No osamos omitir, al finalizar este artículo, algunas palabras del Prof. Plinio Corrêa de Oliveira, varón que supo admirar a María Antonieta con verdaderos arrebatos de entusiasmo, desde un prisma tan católico, que no dudó en escogerla como tema del primer discurso de su vida, pronunciado en una reunión de congregados marianos:

«En pleno derrumbe del edificio político y social de la monarquía de los Borbones, cuando todos sentían que el suelo se desmoronaba bajo sus pies, la alegre archiduquesa de Austria, la jovial reina de Francia, cuyo elegante porte recordaba a una estatuilla de Sèvres, y cuya sonrisa tenía los encantos de una felicidad sin nubes, bebía, con una dignidad, con una altivez y con una resignación cristiana admirables, los tragos amargos del inmenso cáliz de hiel con que la Divina Providencia había decidido glorificarla.

«Hay ciertas almas que sólo son grandes cuando sobre ellas soplan las ráfagas de la desgracia. María Antonieta, que fue fútil como princesa e imperdonablemente frívola en su vida de reina, ante el oleaje de sangre y miseria que inundó Francia, se transformó de manera sorprendente; y el historiador constata, tomado de respeto, que de la reina surgió una mártir y de la muñeca, una heroína».7 

 

Notas


1 ZWEIG, Stefan. «Maria Antonieta». In: Obras completas. Rio de Janeiro: Delta, 1953, v. VII, p. 14.

2 Ídem, p. 66.

3 Ídem, p. 147.

4 Para una descripción realista, conmovedora y, en cierto sentido, repugnante de lo que ocurrió ese día, véase: ESCANDE, Renaud (Dir.). Le livre noir de la Révolution Française. Paris: Du Cerf, 2008, pp. 53-64.

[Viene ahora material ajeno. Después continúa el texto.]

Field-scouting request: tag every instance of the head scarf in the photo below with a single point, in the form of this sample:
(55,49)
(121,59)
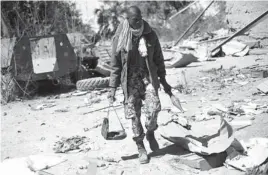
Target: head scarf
(125,37)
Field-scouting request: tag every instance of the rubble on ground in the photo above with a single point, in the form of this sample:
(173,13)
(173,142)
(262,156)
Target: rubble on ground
(69,144)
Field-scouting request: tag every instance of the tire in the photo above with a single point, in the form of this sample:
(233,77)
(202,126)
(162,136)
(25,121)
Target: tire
(92,83)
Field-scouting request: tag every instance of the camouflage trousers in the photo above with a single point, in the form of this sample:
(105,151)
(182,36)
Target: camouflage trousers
(140,90)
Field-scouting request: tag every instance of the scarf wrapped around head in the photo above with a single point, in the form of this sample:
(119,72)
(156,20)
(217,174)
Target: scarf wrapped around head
(125,37)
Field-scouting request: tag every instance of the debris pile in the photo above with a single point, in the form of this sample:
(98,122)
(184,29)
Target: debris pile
(70,144)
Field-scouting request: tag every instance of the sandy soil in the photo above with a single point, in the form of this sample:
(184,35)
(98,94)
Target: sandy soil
(26,132)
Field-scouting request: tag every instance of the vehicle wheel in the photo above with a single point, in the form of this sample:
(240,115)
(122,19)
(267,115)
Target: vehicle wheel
(92,83)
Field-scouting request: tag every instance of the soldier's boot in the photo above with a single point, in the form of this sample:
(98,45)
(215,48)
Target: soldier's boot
(143,157)
(152,141)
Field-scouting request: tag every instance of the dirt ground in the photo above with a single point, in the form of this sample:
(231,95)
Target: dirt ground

5 ZWEIG, op. cit., p. 386.

6 Ídem, p. 446.

7 CORRÊA DE OLIVEIRA, Plinio. «Maria Antonieta, arquiduquesa d’Áustria, rainha de França e Viúva Capeto». In: Opera Omnia. Reedição de escritos, pronunciamentos e obras. São Paulo: Retornarei, 2008, v. I, p. 84.

 

1 COMENTARIO

  1. Es de agradecer el magnífico artículo de D. Fábio Ricardo Soares sobre la histórica figura de María Antonieta, pues nos hace ver cómo el dolor y el misterio de la cruz, en la trayectoria de esta reina, le hicieron cambiar su vida, llegando a ser heroína y mártir. El dolor nos lleva a una expiación, nos da sabiduría, es corrección y medio indispensable de santificación. En general, los hombres tenemos verdadero horror al sufrimiento, porque no sabemos que en la cruz hay salvación, en la cruz hay vida, en la cruz llega a haber paz y en la cruz está la perfección de la santidad. Sin todas las cruces que le sucedieron, María Antonieta nunca habría vencido aquella frivolidad y tendencia a lo mundano, ni tampoco habría bebido –como sabiamente dice el Dr. Plínio en el primer discurso de su vida–, con admirable resignación cristiana, los tragos amargos del inmenso cáliz de hiel con que la Divina Providencia habría decidido glorificarla.